Diese Babys sind das ultimative, ins Extrem getriebene Bild für die wahre Sehnsucht all dieser Narzissten: Andere Menschen als reines Mittel zur restlosen Wunscherfüllung – ohne dass dabei deren eigene Geschichte und Persönlichkeit in die Quere käme.
Stein 4: »#Genre«
Infinity Baby / Western
Infinity Baby sieht nicht aus wie ein Science-Fiction-Film, fühlt sich nicht an wie ein Science-Fiction-Film. Aber freilich ist ein in naher Zukunft spielender Film über medizintechnisch manipulierte Babys ein Science-Fiction-Film. Ausstattung, Kostüm etc. verweigern jede Distanzierung von der Gegenwart; das eine »fremde« Element ist hin und wieder die blau-changierende Augenfarbe des Titelsäuglings in dem American Indie-Schwarz-weiß des Films. Infinity baby hat etwas von einem Blick aus der Warte der ‘90er Jahre-Blütezeit des Independentkinos auf die Milennials, die Generation des einstigen Science-Fiction-Jahrs 2000.
Bob Byingtons Film hat es bei der feierlichen Hashtag-Vergabe des Filmfests nicht einmal in die Kategorie #Science-Fiction/Fantasy geschafft. Während die Rubrik #Western überraschend ein Film für sich allein entscheiden konnte.
Western.
Der Titel von Valeska Grisebachs ziemlich großartigem Werk proklamiert eine eindeutige Verortung – während der Film selbst
mit dem Genre lustvoll kokettiert. Western spielt im Osten, an Europas neuer Frontier. Ein Trupp deutscher Bauarbeiter – Söldner des Kapitalismus – soll in der tiefsten bulgarischen Steppe ein Wasserkraftwerk hochziehen. Listet man auf, was Grisebach an typischen Western-Elementen diesem Setting abgewinnt und einflicht, dann mag das sehr gewollt und überdeutlich wirken:
Der wortkarge, einsame Protagonist, der als Fremder in das kleine Dorf einreitet; das (deutsch) beflaggte Fort des Bautrupps; der »Saloon«, der Mittelpunkt der Dorfgemeinschaft ist; die Pistole, das Messer, die Schlägerei; das Feuerwasser, die Blutsbrüderschaft unter Männern über (Sprach-)Grenzen hinweg; die »Squaw«, die von den derben Bauarbeitern angebaggert wird. Aber das alles driftet ganz selbstverständlich, scheinbar natürlich in den Film – der ohne seinen Titel
wohl für viele gar nicht als Western erkenntlich wäre. Und es dient nicht als Baustein einer Western-Dramaturgie, erfüllt nicht die gewohnten Funktionen – sondern folgt dem offenen, ziellosen Fluß des Lebens.

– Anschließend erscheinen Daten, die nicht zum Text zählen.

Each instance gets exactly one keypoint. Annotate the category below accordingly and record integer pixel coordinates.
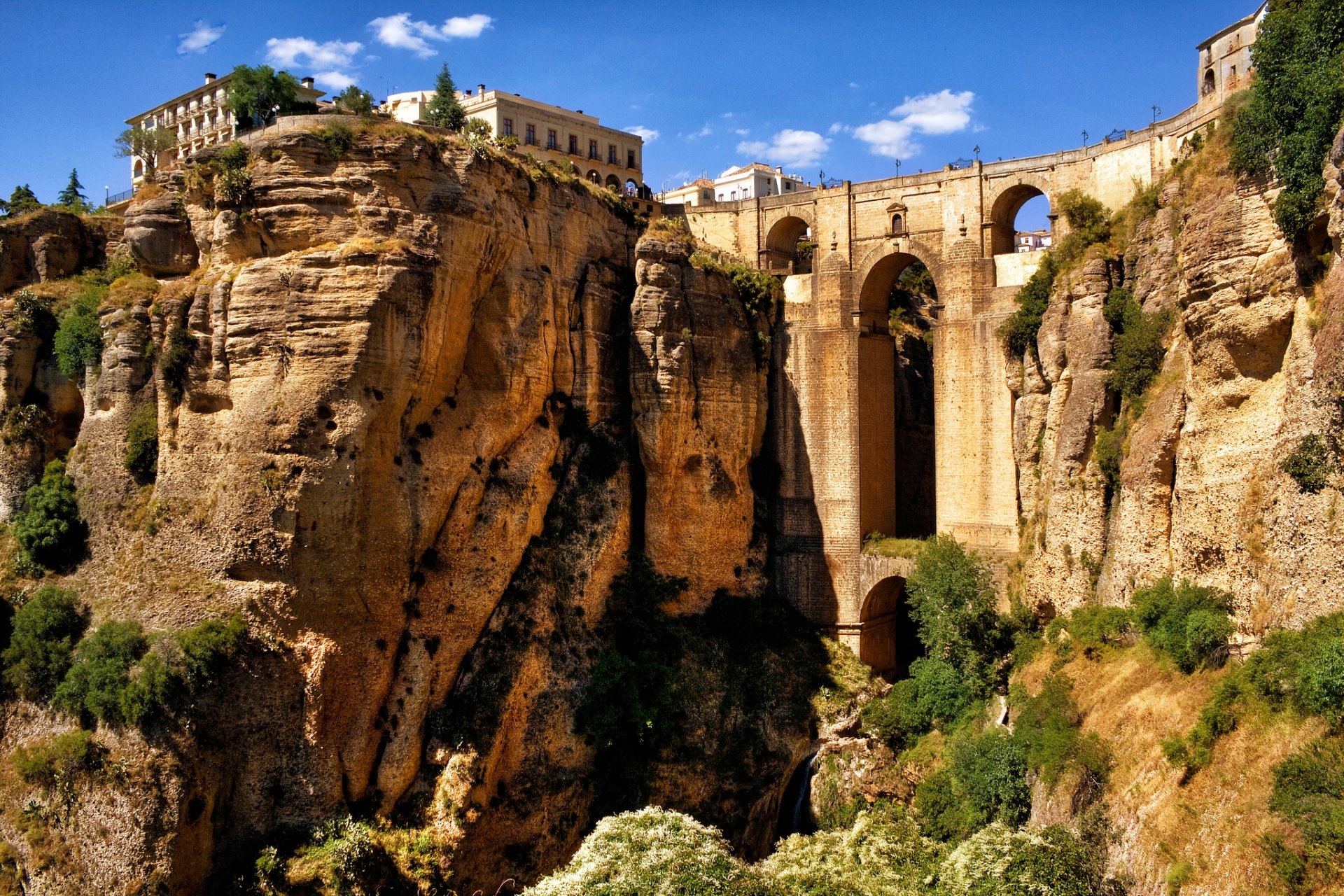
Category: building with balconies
(603, 155)
(200, 118)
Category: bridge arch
(1003, 213)
(781, 245)
(889, 638)
(895, 396)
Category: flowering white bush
(654, 852)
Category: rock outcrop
(1202, 493)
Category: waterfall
(794, 811)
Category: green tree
(45, 631)
(258, 94)
(355, 101)
(22, 200)
(70, 197)
(101, 673)
(444, 111)
(146, 144)
(952, 599)
(49, 530)
(1296, 106)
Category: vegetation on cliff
(1296, 106)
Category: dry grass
(1215, 821)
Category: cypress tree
(70, 197)
(444, 111)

Die »Helden« von Infinity Baby und Western eint, dass sie beide Suchende sind, die eine recht genaue Vorstellung davon haben, was sie nicht wollen
– jedoch kaum eine davon, wonach sie letztlich streben, wie ihr großer Traum eigentlich aussieht.
Stein 5: »Männer in der Fremde unter sich«
Western / Jeunesse
Meinhard (Meinhard Neumann) in Western hat vielleicht bereits zuviel vom Leben gesehen, um noch ernsthaft an dem romantischen Glauben festzuhalten, irgendwo Erfüllung und das Gefühl von Zugehörigkeit zu finden. Anders der stürmische und drängende Protagonist von Jeunesse: Er weiß, dass da draußen Abenteuer, Ehre, Erfolg nur darauf warten, von ihm an sich
gerissen zu werden.
Beide begeben sich in Männergesellschaften – in eine selbstgewählte Halb-Isolation, wo eigene Normen herrschen; nicht so sehr Outlaws als Männer, die die Gesetze der bürgerlichen Gemeinschaft ganz umschiffen.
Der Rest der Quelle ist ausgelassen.